Jeanne Monahan, director of the Center for Human Dignity at the socially conservative Family Research Council, said that many Americans may object to birth control on religious grounds. “They should not be forced to have to pay into insurance plans that violate their consciences,’’ she said. “Their conscience rights should be protected.’’
Just as troubling, Monahan said, was inclusion of emergency contraceptives such as the so-called morning-after pill sold as Plan B and the more recently approved drug sold as Ella. Both work primarily by inhibiting ovaries from producing eggs.

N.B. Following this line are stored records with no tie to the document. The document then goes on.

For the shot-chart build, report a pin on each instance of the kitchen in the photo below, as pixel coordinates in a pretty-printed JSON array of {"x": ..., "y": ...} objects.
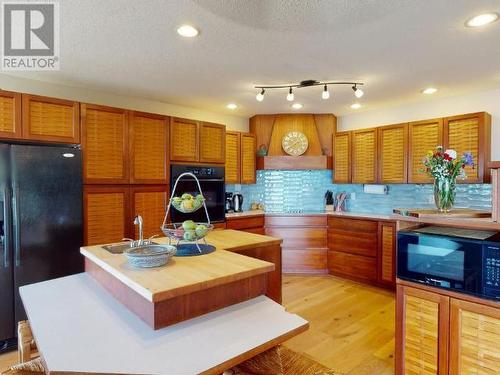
[{"x": 346, "y": 224}]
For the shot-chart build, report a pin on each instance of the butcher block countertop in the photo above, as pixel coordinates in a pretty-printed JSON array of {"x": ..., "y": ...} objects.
[{"x": 185, "y": 275}]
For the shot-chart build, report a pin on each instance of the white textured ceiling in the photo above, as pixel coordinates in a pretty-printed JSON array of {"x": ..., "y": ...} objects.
[{"x": 397, "y": 47}]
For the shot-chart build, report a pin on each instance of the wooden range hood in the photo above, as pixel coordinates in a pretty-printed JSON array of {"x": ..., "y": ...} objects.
[{"x": 270, "y": 129}]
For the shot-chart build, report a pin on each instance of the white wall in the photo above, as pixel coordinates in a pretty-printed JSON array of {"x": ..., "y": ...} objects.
[
  {"x": 96, "y": 97},
  {"x": 488, "y": 101}
]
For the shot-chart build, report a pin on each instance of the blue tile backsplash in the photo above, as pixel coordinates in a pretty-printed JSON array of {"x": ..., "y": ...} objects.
[{"x": 285, "y": 191}]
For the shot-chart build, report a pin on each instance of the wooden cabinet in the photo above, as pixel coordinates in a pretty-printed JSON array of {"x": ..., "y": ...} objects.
[
  {"x": 364, "y": 156},
  {"x": 304, "y": 242},
  {"x": 50, "y": 119},
  {"x": 342, "y": 157},
  {"x": 151, "y": 203},
  {"x": 233, "y": 158},
  {"x": 474, "y": 338},
  {"x": 10, "y": 115},
  {"x": 104, "y": 145},
  {"x": 423, "y": 136},
  {"x": 148, "y": 152},
  {"x": 392, "y": 154},
  {"x": 470, "y": 133},
  {"x": 387, "y": 253},
  {"x": 252, "y": 224},
  {"x": 248, "y": 166},
  {"x": 106, "y": 216},
  {"x": 422, "y": 320},
  {"x": 212, "y": 143}
]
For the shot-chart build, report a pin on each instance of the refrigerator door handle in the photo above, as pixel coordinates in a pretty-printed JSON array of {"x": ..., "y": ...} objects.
[
  {"x": 15, "y": 215},
  {"x": 6, "y": 226}
]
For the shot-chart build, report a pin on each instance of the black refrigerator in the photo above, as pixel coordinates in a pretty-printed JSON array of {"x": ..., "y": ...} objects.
[{"x": 41, "y": 220}]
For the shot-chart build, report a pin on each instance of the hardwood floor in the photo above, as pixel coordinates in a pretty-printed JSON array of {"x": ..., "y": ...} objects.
[{"x": 351, "y": 325}]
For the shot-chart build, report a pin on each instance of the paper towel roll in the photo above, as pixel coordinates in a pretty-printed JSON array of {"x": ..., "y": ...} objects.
[{"x": 375, "y": 189}]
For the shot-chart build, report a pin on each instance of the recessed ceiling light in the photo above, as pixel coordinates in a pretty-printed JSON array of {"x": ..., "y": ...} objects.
[
  {"x": 429, "y": 90},
  {"x": 481, "y": 20},
  {"x": 187, "y": 31}
]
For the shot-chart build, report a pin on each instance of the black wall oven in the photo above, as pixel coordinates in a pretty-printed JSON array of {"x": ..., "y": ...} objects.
[
  {"x": 213, "y": 186},
  {"x": 463, "y": 260}
]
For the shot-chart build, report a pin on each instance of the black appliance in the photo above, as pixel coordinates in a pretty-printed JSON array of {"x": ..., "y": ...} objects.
[
  {"x": 466, "y": 261},
  {"x": 41, "y": 227},
  {"x": 213, "y": 186},
  {"x": 229, "y": 202},
  {"x": 237, "y": 202}
]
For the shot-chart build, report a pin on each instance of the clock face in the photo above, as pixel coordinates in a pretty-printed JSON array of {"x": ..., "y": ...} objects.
[{"x": 294, "y": 143}]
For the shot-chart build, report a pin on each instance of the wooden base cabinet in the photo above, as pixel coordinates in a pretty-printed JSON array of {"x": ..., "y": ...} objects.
[{"x": 439, "y": 333}]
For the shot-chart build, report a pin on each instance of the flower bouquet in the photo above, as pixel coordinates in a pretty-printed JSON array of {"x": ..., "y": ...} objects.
[{"x": 445, "y": 168}]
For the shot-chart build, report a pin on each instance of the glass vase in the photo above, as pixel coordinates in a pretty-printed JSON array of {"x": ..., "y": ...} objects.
[{"x": 444, "y": 194}]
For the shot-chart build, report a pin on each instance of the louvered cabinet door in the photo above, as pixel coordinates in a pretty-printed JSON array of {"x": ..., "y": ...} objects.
[
  {"x": 151, "y": 203},
  {"x": 423, "y": 136},
  {"x": 393, "y": 155},
  {"x": 248, "y": 161},
  {"x": 184, "y": 144},
  {"x": 474, "y": 338},
  {"x": 233, "y": 157},
  {"x": 148, "y": 148},
  {"x": 342, "y": 157},
  {"x": 422, "y": 320},
  {"x": 364, "y": 156},
  {"x": 106, "y": 217},
  {"x": 105, "y": 145},
  {"x": 212, "y": 143},
  {"x": 471, "y": 133},
  {"x": 10, "y": 115},
  {"x": 50, "y": 119}
]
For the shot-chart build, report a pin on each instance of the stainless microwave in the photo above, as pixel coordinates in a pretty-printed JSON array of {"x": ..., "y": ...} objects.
[{"x": 466, "y": 261}]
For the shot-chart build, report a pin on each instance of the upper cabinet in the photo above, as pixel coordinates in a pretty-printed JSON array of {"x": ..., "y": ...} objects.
[
  {"x": 49, "y": 119},
  {"x": 471, "y": 133},
  {"x": 104, "y": 144},
  {"x": 148, "y": 153},
  {"x": 342, "y": 157},
  {"x": 212, "y": 143},
  {"x": 10, "y": 115},
  {"x": 248, "y": 159},
  {"x": 393, "y": 158},
  {"x": 364, "y": 156},
  {"x": 423, "y": 136}
]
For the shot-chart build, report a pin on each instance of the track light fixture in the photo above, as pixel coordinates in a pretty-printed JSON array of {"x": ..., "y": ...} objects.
[
  {"x": 311, "y": 82},
  {"x": 325, "y": 94}
]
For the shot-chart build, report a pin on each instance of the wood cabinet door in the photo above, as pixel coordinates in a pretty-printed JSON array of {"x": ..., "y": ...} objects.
[
  {"x": 50, "y": 119},
  {"x": 470, "y": 133},
  {"x": 106, "y": 214},
  {"x": 393, "y": 155},
  {"x": 184, "y": 140},
  {"x": 212, "y": 143},
  {"x": 422, "y": 321},
  {"x": 423, "y": 136},
  {"x": 387, "y": 253},
  {"x": 233, "y": 157},
  {"x": 364, "y": 156},
  {"x": 104, "y": 145},
  {"x": 148, "y": 140},
  {"x": 10, "y": 115},
  {"x": 151, "y": 203},
  {"x": 474, "y": 338},
  {"x": 342, "y": 157},
  {"x": 248, "y": 159}
]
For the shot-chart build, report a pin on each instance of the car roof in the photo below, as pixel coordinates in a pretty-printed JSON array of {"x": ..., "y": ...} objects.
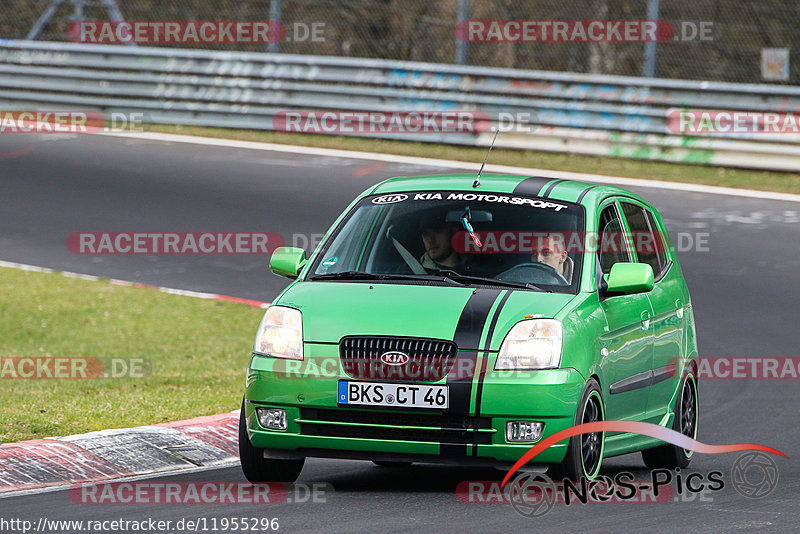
[{"x": 547, "y": 187}]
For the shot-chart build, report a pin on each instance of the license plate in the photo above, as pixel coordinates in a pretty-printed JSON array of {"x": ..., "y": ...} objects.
[{"x": 399, "y": 395}]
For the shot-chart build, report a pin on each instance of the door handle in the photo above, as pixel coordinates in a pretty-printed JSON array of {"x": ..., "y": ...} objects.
[{"x": 645, "y": 319}]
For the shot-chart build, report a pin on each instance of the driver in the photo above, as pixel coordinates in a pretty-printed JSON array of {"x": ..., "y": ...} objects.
[
  {"x": 437, "y": 236},
  {"x": 550, "y": 252}
]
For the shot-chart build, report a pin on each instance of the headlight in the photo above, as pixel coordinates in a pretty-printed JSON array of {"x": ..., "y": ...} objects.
[
  {"x": 280, "y": 334},
  {"x": 532, "y": 344}
]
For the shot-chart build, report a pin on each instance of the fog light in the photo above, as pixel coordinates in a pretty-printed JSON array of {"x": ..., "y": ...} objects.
[
  {"x": 272, "y": 418},
  {"x": 524, "y": 430}
]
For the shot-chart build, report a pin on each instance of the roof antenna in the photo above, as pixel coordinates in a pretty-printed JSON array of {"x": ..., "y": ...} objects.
[{"x": 477, "y": 181}]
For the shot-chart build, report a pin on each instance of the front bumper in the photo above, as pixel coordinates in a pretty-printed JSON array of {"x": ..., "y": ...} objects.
[{"x": 317, "y": 426}]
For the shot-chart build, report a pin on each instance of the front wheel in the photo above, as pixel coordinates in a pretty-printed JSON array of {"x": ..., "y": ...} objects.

But abortion opponents argue that there is evidence the drugs can also prevent a fertilized egg from implanting in the womb, which they consider equivalent to abortion.
Adam Sonfield - a public policy specialist at the Guttmacher Institute, a nonprofit research center - countered that the scientific basis for such arguments is highly questionable and that, in any case, the medical field defines pregnancy as beginning with the implantation, not the fertilization, of an egg.
“They are purposely trying to confuse the American public about what contraception is and to try to tar it as abortion because … in truth, they are not just antiabortion; they are anticontraception,’’ he said. “And they know the American public overwhelmingly supports contraception.’’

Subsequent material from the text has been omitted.